John Calvin’s magisterial Institutes of the Christian Religion has a marvelously helpful section that is often republished as the Golden Booklet of the True Christian Life. Here’s a section that was incredibly useful to me a few mornings ago when I read it.
3. Finally, if we do not succeed according to our wishes and hopes, we shall, however, be kept from impatience, and from detesting our condition, whatever it may be; because we shall understand that this would be rebellion against God at whose pleasure riches and poverty, honor and contempt are distributed.
In conclusion, he who retains God’s blessing in the way we have described, will not passionately pursue the things which man in general covets, and will not use base methods from which he expects no advantage.
Moreover, a true Christian will not ascribe any prosperity to his own diligence, industry, or good fortune, but he will acknowledge that God is the author of it.

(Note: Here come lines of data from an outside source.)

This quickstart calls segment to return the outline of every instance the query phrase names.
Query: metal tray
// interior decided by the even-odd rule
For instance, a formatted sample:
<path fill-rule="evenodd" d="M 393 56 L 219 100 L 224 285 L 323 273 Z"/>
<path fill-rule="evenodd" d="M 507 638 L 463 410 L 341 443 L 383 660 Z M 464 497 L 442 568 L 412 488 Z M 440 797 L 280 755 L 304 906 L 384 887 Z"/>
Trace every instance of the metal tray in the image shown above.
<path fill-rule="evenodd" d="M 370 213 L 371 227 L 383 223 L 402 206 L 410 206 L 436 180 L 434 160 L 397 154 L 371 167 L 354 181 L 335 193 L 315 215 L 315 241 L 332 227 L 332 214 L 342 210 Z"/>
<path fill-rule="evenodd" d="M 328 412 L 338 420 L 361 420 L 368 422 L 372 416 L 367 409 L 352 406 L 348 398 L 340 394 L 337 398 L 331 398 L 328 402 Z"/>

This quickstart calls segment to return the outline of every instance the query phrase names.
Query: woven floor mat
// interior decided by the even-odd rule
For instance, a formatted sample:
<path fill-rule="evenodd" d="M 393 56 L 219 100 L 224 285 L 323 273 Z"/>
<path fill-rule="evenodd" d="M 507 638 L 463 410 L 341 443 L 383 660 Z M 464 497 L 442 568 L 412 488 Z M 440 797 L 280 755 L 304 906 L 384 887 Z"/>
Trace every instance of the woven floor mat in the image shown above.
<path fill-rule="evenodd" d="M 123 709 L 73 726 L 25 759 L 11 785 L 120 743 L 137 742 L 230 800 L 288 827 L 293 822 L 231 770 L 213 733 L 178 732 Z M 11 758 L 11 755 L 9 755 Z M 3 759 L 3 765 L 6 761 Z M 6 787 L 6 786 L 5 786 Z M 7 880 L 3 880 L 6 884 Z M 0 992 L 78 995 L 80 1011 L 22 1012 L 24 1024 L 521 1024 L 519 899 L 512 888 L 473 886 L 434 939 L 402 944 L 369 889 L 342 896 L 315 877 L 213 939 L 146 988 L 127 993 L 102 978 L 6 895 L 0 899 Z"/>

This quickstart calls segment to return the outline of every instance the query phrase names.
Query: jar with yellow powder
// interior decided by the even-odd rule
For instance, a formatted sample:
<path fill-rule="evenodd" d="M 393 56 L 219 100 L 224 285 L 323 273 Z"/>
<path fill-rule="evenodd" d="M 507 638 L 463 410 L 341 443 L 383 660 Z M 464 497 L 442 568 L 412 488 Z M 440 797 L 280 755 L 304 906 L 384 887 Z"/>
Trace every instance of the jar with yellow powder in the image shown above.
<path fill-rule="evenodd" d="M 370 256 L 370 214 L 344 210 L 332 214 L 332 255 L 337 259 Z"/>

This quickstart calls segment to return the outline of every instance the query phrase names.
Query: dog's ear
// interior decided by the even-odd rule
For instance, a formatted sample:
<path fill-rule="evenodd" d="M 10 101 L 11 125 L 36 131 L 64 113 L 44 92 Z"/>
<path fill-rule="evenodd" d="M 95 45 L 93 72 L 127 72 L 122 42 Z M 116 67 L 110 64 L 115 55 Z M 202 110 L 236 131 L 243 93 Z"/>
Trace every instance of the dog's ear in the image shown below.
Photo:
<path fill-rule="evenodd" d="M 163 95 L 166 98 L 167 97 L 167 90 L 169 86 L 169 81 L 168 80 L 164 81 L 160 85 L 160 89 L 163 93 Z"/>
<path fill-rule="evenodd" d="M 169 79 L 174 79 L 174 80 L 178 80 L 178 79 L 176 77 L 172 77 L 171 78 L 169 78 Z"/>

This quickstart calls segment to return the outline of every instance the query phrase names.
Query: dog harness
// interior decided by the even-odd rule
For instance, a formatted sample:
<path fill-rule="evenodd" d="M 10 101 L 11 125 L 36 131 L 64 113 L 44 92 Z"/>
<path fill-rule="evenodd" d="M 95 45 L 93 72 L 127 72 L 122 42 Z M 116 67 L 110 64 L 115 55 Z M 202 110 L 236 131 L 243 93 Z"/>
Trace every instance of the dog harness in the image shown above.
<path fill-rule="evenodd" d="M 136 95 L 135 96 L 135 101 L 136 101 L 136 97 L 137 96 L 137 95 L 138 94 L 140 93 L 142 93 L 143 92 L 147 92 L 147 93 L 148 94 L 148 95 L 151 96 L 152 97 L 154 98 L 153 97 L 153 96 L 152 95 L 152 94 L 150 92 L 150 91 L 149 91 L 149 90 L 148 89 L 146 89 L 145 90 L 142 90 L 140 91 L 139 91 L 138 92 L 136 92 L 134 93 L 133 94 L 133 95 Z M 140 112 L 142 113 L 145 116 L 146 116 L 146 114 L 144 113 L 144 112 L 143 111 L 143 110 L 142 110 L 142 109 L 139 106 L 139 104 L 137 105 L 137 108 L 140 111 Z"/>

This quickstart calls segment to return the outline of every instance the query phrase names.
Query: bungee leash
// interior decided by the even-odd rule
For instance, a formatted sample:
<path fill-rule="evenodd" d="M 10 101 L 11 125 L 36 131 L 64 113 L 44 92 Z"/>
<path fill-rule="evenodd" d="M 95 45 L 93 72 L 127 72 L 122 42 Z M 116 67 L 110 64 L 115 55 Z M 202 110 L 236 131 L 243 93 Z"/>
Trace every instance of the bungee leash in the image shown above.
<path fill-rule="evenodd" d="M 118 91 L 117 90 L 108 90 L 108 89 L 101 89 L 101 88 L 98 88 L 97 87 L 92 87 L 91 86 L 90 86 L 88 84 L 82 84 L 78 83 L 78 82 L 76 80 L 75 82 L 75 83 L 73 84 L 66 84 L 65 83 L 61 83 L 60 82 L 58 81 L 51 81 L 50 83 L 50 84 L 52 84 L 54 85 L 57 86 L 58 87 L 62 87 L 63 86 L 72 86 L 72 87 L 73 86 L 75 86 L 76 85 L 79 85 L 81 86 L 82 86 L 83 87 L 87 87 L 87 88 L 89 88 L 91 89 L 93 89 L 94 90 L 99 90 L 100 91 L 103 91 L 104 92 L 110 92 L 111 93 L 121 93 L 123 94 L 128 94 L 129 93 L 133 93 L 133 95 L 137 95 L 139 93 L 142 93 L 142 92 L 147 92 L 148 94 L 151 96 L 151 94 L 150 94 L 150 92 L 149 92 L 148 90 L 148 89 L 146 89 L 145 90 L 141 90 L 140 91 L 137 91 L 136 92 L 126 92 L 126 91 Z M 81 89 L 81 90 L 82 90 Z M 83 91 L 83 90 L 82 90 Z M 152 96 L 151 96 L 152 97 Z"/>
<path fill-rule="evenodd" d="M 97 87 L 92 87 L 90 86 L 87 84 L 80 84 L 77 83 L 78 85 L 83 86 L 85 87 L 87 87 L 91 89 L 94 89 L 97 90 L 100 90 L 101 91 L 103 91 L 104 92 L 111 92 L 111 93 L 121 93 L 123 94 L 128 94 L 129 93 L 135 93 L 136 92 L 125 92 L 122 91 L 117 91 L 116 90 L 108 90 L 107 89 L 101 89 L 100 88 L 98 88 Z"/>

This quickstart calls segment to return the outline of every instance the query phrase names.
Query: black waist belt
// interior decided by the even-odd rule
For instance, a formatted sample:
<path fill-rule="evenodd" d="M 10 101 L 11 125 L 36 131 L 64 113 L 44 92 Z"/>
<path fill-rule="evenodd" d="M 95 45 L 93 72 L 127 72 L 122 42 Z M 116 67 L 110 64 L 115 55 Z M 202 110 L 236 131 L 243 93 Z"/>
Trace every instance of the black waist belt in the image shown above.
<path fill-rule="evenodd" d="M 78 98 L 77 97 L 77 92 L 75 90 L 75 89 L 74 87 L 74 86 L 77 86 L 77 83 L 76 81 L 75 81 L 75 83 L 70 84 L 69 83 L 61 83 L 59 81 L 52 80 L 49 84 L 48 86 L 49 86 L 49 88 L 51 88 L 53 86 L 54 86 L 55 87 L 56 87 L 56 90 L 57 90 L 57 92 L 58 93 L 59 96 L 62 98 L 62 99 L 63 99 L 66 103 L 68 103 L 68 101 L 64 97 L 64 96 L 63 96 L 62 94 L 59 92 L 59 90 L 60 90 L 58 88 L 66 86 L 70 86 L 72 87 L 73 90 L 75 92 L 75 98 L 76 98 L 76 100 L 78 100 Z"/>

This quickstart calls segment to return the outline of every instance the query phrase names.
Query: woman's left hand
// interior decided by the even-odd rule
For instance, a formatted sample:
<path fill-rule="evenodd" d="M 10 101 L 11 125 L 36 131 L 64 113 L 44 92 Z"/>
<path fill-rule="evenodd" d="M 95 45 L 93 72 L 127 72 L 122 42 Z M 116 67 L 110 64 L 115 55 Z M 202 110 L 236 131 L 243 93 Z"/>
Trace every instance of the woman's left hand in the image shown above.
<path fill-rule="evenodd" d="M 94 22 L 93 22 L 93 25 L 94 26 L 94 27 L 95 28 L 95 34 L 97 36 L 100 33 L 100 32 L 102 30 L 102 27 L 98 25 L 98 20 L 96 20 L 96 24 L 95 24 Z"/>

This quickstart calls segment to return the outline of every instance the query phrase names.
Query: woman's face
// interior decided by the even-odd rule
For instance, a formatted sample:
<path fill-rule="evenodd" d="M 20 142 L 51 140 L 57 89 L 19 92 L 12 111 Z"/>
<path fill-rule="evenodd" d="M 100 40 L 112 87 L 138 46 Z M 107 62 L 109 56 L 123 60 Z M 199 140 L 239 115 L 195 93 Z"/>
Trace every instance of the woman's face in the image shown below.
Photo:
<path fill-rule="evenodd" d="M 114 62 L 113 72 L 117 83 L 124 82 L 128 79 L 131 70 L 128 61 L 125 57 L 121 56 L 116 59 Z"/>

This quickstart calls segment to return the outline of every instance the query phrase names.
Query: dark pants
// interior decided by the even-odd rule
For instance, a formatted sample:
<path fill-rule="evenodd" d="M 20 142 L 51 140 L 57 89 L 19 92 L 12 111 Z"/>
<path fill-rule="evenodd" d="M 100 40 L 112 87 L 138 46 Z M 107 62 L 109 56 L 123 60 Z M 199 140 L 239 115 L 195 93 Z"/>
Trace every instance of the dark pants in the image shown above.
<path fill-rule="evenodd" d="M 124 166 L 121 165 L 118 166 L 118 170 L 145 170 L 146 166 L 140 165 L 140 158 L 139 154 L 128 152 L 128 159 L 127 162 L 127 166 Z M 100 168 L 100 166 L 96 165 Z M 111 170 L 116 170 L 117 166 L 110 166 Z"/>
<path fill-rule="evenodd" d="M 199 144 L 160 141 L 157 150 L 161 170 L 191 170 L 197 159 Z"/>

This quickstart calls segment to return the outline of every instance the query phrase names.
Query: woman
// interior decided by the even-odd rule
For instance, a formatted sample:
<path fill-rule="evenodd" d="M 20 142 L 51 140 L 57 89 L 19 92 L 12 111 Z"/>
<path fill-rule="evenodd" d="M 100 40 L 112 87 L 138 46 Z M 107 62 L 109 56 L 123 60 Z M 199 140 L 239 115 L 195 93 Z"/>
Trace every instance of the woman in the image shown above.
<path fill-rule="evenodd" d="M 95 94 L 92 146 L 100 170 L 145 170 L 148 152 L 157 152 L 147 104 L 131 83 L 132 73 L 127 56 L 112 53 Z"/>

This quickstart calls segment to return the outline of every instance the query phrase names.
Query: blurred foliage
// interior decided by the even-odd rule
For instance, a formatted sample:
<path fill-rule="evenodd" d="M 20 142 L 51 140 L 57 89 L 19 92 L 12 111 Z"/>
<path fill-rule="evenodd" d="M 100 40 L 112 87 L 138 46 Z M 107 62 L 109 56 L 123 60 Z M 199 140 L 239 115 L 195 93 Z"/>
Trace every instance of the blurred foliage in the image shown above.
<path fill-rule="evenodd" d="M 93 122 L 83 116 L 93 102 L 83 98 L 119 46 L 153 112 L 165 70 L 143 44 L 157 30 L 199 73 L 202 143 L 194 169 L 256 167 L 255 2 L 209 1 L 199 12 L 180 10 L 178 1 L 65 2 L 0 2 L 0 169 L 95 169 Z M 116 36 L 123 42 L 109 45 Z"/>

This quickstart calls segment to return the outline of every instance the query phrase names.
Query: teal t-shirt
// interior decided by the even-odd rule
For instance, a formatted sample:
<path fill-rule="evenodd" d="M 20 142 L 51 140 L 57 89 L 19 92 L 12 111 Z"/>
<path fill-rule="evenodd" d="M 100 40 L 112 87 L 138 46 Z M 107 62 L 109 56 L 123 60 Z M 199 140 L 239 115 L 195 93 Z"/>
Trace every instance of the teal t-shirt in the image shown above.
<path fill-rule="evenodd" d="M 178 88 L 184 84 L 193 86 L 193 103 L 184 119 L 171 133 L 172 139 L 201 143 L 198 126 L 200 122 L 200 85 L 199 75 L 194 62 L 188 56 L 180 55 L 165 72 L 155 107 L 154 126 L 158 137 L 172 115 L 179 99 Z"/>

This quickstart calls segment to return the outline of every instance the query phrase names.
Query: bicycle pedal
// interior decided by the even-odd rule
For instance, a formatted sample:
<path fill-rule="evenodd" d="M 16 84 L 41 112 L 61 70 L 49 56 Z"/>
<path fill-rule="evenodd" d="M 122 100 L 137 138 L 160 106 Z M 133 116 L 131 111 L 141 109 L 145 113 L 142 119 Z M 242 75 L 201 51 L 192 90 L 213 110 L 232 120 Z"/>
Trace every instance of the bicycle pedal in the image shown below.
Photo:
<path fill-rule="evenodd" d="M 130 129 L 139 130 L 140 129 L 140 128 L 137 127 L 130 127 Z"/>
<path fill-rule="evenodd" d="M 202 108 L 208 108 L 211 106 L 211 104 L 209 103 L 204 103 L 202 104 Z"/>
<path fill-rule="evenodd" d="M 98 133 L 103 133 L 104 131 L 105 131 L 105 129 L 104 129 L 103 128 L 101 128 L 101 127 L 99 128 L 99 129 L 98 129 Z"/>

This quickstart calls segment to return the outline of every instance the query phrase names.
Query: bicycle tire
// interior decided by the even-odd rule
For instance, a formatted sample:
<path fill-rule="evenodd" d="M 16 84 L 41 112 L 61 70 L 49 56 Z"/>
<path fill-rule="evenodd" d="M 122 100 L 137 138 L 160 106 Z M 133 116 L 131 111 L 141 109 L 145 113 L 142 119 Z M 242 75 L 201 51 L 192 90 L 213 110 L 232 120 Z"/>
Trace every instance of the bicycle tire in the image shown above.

If he makes but small progress, or even suffers setbacks while others are making headway, he will nevertheless bear his poverty with more calmness and moderation than any worldly man would feel when his success is average and contrary to his expectations.
4. A true Christian possesses a consolation which affords him more sweet satisfaction than the greatest wealth, or power, because he believes that his affairs are so regulated by the Lord as to promote his salvation.
This was in the mind of David who followed God and surrendered himself to his rule, and who declared, “I am as a child weaned of his mother; neither do I exercise myself in great matters, or in things too high for me.” Psalm 131:1 and 2.